The Loughborough project will use a ‘Social Action’ research methodology to explore how people with disabilities are using technology to deal with access issues they face in their daily lives.
Social Action research involves research ‘participants’ – in this case disabled people and carers – in co-designing and steering the project from the outset. They will act as co-investigators, having a say at every stage of the data-gathering, analysis and dissemination phases of the research project.
As well as getting an idea of how tech is currently being used, the project will explore the wider opportunities that AI presents for the future of social care, for example, more efficient services, but also the risks, such as enabling further cuts to health and social care budgets.
Findings will be shared with disabled people’s organisations, key academic outlets, as well as parliamentary groups on AI, disability, and social care.

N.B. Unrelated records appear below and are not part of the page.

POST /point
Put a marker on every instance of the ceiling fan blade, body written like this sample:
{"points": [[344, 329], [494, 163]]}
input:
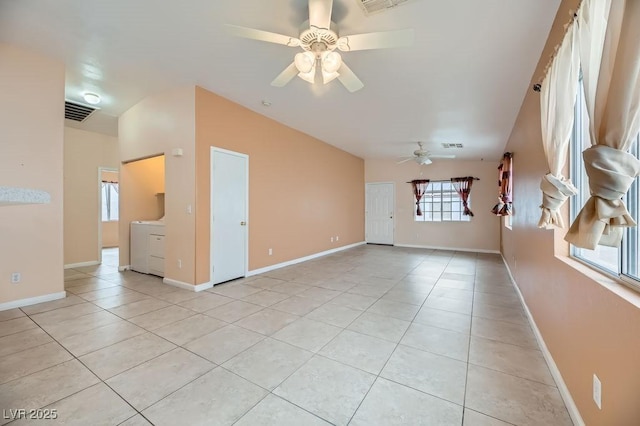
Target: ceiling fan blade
{"points": [[378, 40], [285, 76], [320, 13], [348, 79], [267, 36], [405, 160]]}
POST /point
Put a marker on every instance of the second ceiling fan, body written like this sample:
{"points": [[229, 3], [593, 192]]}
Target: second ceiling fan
{"points": [[319, 40]]}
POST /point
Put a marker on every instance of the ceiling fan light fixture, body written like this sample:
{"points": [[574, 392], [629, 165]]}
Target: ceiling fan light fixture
{"points": [[309, 77], [305, 62], [328, 76], [331, 62]]}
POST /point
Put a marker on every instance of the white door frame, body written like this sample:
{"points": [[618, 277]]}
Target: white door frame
{"points": [[246, 213], [100, 170], [393, 195]]}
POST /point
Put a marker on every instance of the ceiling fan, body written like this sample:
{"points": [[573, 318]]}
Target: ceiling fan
{"points": [[421, 156], [319, 40]]}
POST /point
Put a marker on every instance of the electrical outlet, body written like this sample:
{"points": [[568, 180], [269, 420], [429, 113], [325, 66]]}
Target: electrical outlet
{"points": [[597, 391]]}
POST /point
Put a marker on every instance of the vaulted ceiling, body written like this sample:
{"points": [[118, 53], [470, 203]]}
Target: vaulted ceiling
{"points": [[461, 81]]}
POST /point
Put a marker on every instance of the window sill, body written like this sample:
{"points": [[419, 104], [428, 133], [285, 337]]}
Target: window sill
{"points": [[608, 281]]}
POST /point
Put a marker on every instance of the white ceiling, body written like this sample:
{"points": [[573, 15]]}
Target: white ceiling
{"points": [[463, 80]]}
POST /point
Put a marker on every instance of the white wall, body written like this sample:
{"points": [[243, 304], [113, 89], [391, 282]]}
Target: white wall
{"points": [[481, 233], [31, 137]]}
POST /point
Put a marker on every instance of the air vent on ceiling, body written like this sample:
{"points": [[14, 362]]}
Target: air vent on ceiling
{"points": [[375, 6], [451, 145], [77, 112]]}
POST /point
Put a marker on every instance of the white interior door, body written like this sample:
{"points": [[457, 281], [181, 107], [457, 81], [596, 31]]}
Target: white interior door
{"points": [[379, 199], [229, 213]]}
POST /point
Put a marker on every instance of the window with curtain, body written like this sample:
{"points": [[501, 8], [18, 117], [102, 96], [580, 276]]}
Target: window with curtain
{"points": [[622, 260], [441, 203], [109, 201]]}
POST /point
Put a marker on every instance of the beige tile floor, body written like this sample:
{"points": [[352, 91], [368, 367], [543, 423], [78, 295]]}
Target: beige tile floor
{"points": [[369, 336]]}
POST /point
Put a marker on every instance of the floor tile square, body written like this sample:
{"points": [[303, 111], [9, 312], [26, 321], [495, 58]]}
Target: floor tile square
{"points": [[23, 340], [268, 362], [386, 328], [438, 341], [224, 344], [514, 400], [20, 364], [430, 373], [162, 317], [359, 350], [153, 380], [218, 397], [44, 387], [98, 338], [267, 321], [234, 311], [328, 389], [511, 359], [95, 405], [275, 411], [186, 330], [115, 359], [205, 301], [307, 334], [337, 315], [391, 404]]}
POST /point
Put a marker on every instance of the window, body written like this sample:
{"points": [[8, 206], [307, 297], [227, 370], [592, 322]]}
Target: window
{"points": [[621, 261], [109, 201], [441, 203]]}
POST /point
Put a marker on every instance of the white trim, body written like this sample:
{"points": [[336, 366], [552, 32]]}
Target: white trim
{"points": [[212, 151], [302, 259], [553, 368], [81, 264], [32, 300], [450, 248], [187, 286]]}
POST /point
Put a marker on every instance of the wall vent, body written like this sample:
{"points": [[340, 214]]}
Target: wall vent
{"points": [[451, 145], [77, 112], [375, 6]]}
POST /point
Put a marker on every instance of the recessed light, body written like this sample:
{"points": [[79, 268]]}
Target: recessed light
{"points": [[91, 98]]}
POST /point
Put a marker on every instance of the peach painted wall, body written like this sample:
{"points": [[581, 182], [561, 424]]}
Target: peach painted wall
{"points": [[302, 191], [590, 324], [84, 153], [154, 126], [31, 135], [110, 229], [481, 233]]}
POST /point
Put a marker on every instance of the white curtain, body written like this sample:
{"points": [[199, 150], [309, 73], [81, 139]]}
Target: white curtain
{"points": [[609, 36], [557, 113]]}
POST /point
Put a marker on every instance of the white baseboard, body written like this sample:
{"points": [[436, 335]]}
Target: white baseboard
{"points": [[187, 286], [81, 264], [301, 259], [32, 300], [449, 248], [553, 368]]}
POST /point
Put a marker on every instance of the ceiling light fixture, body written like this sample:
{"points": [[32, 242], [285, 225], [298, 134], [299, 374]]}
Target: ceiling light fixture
{"points": [[91, 98]]}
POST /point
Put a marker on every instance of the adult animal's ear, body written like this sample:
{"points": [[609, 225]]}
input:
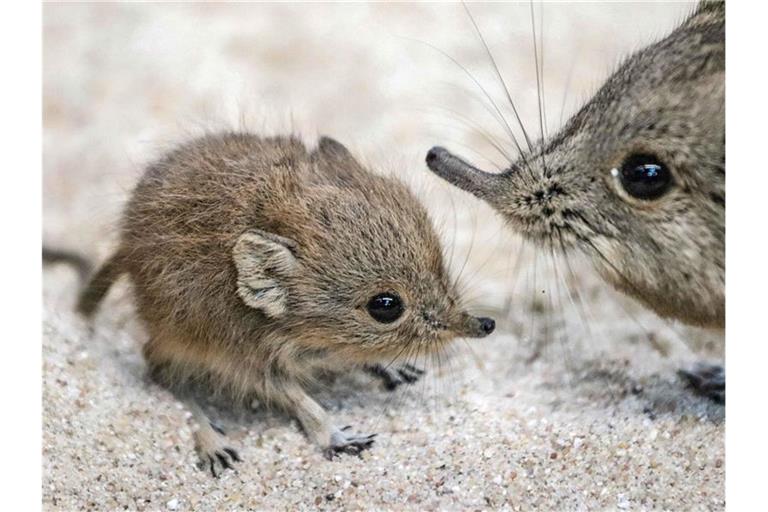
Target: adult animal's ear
{"points": [[264, 261]]}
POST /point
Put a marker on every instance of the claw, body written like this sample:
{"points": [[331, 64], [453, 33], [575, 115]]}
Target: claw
{"points": [[708, 380], [217, 428], [224, 461], [233, 453]]}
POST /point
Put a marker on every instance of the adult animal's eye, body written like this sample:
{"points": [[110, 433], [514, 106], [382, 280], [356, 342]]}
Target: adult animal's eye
{"points": [[643, 177], [385, 307]]}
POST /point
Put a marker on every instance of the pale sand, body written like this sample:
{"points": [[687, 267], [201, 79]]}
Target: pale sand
{"points": [[598, 421]]}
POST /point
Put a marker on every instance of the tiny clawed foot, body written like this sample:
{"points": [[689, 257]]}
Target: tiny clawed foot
{"points": [[223, 459], [707, 380], [214, 453], [393, 377], [345, 441]]}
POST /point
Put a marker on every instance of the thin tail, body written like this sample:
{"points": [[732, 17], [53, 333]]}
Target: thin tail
{"points": [[82, 265], [92, 294]]}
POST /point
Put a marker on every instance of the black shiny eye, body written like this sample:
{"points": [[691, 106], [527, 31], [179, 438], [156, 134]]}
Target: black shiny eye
{"points": [[385, 307], [644, 177]]}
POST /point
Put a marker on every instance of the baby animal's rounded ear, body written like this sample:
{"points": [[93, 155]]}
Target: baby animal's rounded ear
{"points": [[263, 261]]}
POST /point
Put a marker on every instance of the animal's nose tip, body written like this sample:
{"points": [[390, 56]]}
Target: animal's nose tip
{"points": [[487, 325]]}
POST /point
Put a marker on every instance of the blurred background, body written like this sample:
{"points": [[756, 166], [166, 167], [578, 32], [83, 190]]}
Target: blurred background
{"points": [[124, 82]]}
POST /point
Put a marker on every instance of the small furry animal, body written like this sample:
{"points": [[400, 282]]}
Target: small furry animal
{"points": [[635, 179], [256, 263]]}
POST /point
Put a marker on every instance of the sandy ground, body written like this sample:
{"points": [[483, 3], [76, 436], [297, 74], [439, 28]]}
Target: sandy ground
{"points": [[574, 402]]}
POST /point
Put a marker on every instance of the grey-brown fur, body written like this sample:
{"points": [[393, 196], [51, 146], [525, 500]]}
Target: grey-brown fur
{"points": [[252, 260], [666, 100]]}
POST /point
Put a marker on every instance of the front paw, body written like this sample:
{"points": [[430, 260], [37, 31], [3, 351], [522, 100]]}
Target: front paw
{"points": [[214, 453], [393, 377], [706, 379], [345, 441]]}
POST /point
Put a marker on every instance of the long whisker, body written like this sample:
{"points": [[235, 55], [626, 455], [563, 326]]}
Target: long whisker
{"points": [[499, 76], [566, 89], [487, 95], [538, 84]]}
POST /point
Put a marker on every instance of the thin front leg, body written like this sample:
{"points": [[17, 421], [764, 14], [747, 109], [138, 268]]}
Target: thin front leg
{"points": [[211, 443], [316, 422]]}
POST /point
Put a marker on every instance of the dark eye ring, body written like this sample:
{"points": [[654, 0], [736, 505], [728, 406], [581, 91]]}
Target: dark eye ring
{"points": [[644, 177], [385, 307]]}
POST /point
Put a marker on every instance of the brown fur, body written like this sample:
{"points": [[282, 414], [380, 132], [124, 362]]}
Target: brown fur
{"points": [[667, 100], [252, 260]]}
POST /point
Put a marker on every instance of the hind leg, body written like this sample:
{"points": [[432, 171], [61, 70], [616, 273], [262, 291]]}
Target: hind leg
{"points": [[211, 443], [394, 376]]}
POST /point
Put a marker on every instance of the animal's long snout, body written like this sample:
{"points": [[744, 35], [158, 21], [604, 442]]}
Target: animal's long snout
{"points": [[475, 327], [465, 176]]}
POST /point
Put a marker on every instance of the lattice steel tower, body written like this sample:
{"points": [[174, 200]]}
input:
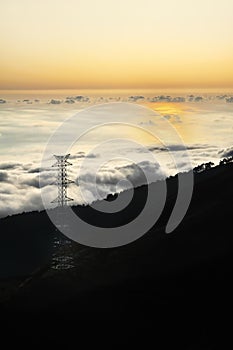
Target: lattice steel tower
{"points": [[62, 180], [62, 258]]}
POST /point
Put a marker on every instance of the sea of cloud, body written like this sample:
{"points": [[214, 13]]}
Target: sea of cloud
{"points": [[26, 124]]}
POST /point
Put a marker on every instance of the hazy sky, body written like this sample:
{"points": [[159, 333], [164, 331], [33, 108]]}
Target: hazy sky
{"points": [[116, 43]]}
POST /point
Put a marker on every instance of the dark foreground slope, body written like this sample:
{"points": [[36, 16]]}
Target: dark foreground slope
{"points": [[177, 287]]}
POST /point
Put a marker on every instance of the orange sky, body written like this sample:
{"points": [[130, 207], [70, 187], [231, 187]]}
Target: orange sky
{"points": [[116, 44]]}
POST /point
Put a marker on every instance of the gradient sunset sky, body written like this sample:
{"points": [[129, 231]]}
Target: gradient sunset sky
{"points": [[78, 44]]}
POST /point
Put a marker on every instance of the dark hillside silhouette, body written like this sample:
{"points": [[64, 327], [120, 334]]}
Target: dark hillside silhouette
{"points": [[178, 285]]}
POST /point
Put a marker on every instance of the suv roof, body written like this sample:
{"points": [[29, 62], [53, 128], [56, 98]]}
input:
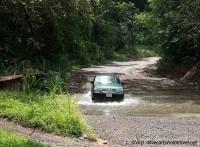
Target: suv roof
{"points": [[105, 74]]}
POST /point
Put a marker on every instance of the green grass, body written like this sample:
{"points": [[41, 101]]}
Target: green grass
{"points": [[58, 114], [10, 139]]}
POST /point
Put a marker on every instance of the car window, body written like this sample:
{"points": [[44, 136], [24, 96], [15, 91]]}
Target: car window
{"points": [[106, 80]]}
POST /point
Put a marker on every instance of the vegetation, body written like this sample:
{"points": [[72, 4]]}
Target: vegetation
{"points": [[51, 114], [13, 140], [62, 34], [174, 27]]}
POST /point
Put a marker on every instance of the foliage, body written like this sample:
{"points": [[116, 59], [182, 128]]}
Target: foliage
{"points": [[13, 140], [62, 33], [177, 32], [58, 115], [146, 51]]}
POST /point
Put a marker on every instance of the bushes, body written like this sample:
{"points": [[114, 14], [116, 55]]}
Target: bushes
{"points": [[58, 115], [13, 140]]}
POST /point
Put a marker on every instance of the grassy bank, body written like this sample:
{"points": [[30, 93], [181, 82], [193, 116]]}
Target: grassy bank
{"points": [[58, 114], [13, 140]]}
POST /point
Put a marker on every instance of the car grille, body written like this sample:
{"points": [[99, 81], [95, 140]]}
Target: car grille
{"points": [[108, 90]]}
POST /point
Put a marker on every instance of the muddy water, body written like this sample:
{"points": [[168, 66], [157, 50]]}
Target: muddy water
{"points": [[146, 103]]}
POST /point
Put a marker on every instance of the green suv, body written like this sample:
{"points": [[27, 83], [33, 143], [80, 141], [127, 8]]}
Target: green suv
{"points": [[107, 87]]}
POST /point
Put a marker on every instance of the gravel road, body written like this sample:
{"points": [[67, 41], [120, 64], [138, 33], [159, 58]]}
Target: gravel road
{"points": [[128, 130], [137, 130]]}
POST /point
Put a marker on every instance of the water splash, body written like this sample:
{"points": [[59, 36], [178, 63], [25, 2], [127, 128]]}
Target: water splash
{"points": [[86, 100]]}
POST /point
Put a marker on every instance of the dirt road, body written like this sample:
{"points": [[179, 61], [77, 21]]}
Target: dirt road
{"points": [[138, 74], [127, 123], [156, 110]]}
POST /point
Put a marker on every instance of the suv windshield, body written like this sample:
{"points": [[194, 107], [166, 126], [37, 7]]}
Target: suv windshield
{"points": [[106, 80]]}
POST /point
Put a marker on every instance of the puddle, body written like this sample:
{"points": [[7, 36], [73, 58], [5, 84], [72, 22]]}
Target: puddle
{"points": [[146, 103]]}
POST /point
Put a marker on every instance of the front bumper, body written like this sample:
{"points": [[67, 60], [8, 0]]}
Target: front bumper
{"points": [[102, 96]]}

It is hoped this project will impact on current debates around AI in social care by developing a group of skilled participant-researchers and ongoing follow-up projects in this increasingly important area of policy and practice.
Dr Albert said: “Disabled people are very adept at adapting consumer devices to deal with access issues. In the next few years, the big tech companies will put voice technologies in every home, so we want to use this opportunity to make sure access needs are considered.
“From the perspective of the disability movement and Social Action research, with which our project is aligned, many of the wacky ideas about robot carers sensationalise tech ‘solutions’ and ignore the more fundamental obstacles that disabled people face in society.
“Similarly, health and care services often focus on how technology will ‘fix’ individual people’s impairments, rather than looking for relatively cheap and straightforward systemic adaptations to the environment that could provide greater accessibility for everyone.
“Furthermore, given the constraints of funding in health and social care, and from our previous research talking to disabled people in the different policy environments across England, Wales and Scotland, most anticipate that these technologies will be used to drive efficiency, to reduce provision of personal assistants, and to justify further cuts to social care budgets.”
He continued: “This project aims to explore how disabled people adapt new technologies and work with care services to manage in their daily lives and I hope it will encourage more researchers, designers, and policy professionals to use Social Action research methods.”
Other researchers that will work with Dr Albert on the project include Loughborough University’s Professor Elizabeth Stokoe, Professor Thorsten Gruber, Dr Crispin Coombs, and Professor Donald Hislop, of the University of Aberdeen and previously of Loughborough University.
The research will also be conducted in collaboration with Mark Harrison, of SocialAction.info– a social enterprise that specialises in Social Action research methodology.
Of the project’s importance, Mr Harrison commented: “The crisis in social care is one of the big political and social policy issues of our time. Unfortunately, the debate often focusses on cost rather than quality of life.
“Our research approach puts disabled and older people at the heart of the enquiry process. Because it is rooted in the real lives of people who use care services, we are confident there will be positive outcomes for participants.
“By co-producing the research with experts, one aim is to enable people to empower themselves through the process. Another key aspect will be peer-to-peer learning, connecting people who can share experiences and creating a community of AI users.”
The team have been awarded funding by the British Academy to run this pilot project for one year. The pilot findings will then be used to develop a four-year project that is hoped to run from 2020-2024.